天使の翼を持った鬼~愛よ輝け~

「天鬼」


俯いていた顔をあげると、そこには土方さんがいた。


「何…?」


「…危ないと思ったら、翼鬼連れて逃げろ。お前は絶対に人を斬っちゃなんねえ」


いつになく、真剣な顔で言われた。


そんなに心配してもらわなくても、大丈夫なんだけどな…。


「それは約束できないかな?僕だって…翼鬼を、みんなを守りたいんだ」


「お前はこの時代の人間じゃねぇ。
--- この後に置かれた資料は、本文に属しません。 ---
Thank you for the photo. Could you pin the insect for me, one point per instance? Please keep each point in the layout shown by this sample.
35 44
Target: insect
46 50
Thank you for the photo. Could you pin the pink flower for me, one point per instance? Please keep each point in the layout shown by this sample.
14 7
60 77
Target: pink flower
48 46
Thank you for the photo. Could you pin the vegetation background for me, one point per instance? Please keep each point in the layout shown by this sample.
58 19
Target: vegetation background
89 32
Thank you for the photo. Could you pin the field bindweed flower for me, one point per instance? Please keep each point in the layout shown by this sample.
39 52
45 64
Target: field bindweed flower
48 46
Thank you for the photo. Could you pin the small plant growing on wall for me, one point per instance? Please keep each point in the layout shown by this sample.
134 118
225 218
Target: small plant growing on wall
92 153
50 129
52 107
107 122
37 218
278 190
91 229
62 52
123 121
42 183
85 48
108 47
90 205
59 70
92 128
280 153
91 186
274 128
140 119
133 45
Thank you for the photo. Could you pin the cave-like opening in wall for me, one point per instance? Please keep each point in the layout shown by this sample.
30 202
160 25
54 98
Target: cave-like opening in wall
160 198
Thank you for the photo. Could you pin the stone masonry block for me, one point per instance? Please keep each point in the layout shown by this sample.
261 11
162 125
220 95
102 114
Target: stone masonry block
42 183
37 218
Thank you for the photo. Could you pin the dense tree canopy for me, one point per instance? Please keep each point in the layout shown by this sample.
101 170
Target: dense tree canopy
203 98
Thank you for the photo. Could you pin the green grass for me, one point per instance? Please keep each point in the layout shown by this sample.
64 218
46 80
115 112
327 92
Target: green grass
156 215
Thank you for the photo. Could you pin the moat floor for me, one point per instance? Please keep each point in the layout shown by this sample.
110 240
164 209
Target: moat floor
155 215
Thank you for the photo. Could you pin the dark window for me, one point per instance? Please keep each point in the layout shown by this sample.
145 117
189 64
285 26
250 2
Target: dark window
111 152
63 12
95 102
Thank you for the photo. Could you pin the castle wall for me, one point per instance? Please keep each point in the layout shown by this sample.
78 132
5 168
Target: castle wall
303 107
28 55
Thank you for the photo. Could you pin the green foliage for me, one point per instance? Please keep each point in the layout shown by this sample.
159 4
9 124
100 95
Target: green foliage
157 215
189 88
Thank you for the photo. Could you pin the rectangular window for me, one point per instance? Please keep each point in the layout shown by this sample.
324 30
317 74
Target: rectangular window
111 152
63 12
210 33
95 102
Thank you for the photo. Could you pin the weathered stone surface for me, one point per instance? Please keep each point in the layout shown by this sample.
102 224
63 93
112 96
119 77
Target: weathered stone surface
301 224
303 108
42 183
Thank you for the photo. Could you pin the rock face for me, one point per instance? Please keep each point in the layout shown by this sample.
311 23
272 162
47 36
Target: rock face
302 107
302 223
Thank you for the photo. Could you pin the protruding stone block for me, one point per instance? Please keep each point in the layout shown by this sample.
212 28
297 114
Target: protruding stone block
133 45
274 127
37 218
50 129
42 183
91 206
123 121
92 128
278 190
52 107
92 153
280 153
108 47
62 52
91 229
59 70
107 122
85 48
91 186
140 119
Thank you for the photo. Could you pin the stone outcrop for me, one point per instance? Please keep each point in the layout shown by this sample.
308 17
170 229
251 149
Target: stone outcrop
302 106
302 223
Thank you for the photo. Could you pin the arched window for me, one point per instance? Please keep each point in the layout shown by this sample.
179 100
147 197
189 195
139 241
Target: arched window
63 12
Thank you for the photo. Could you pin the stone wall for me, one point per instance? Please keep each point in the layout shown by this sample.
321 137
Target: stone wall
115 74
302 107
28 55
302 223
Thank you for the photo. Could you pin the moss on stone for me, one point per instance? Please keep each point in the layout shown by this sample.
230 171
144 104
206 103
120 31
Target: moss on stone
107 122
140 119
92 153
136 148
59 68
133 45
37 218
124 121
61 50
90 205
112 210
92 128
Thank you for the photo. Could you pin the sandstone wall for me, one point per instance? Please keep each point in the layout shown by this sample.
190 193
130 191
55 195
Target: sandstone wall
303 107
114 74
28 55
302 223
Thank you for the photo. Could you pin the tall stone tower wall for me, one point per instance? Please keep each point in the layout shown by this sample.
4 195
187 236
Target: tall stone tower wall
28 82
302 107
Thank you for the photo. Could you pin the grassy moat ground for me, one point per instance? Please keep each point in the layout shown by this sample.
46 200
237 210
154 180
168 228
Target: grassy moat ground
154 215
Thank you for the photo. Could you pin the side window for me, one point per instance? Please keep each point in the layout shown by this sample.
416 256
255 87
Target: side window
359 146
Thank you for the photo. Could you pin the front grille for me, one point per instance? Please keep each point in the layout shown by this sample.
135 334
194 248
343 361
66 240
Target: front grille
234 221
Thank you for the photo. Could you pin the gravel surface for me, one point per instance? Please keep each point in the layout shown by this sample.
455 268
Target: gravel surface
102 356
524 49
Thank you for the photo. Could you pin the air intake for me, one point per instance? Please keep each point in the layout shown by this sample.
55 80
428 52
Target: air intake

こんな重みを、背負う必要はない」


「でも、翼鬼は背負った。…土方さんが言おうとしてくれてること、分かるよ。だけど、僕だってもうこの時代の人間じゃないの?」


生まれたのは、平成。


でも、今いるのは江戸の幕末。


だったら、その場に対応して生きるしかないじゃんか。


土方さんは…僕たちのこと、やっぱり足手まといって思ってるのかな…。


「…この時代に生まれてたら、俺はお前たちに容赦なく人を斬れって言ってただろうな」


いきなり、何を話し始めるんだ。


「それがここでの生き方だからだ。お前たちのことを、足手まといなんて思っちゃいねえ。覚悟があることも分かってる。だがな…」


そこで一度言葉をきって、土方さんは続ける。


「俺たちが、お前たちにこんな重みを背負わせたくねえんだよ。…もう、いいんだ」


土方さんは、どこか切なそうに微笑んだ。


…重みを背負うのは、自分たちだけで十分だと思っているのだろうか。


そういうとこは、翼鬼も一緒だ。


僕だけがいつも守られてる。


…僕だって、変わるよ。


人を斬らずにすむような、強い人になる。


もう二度と…翼鬼に辛い思いはさせない。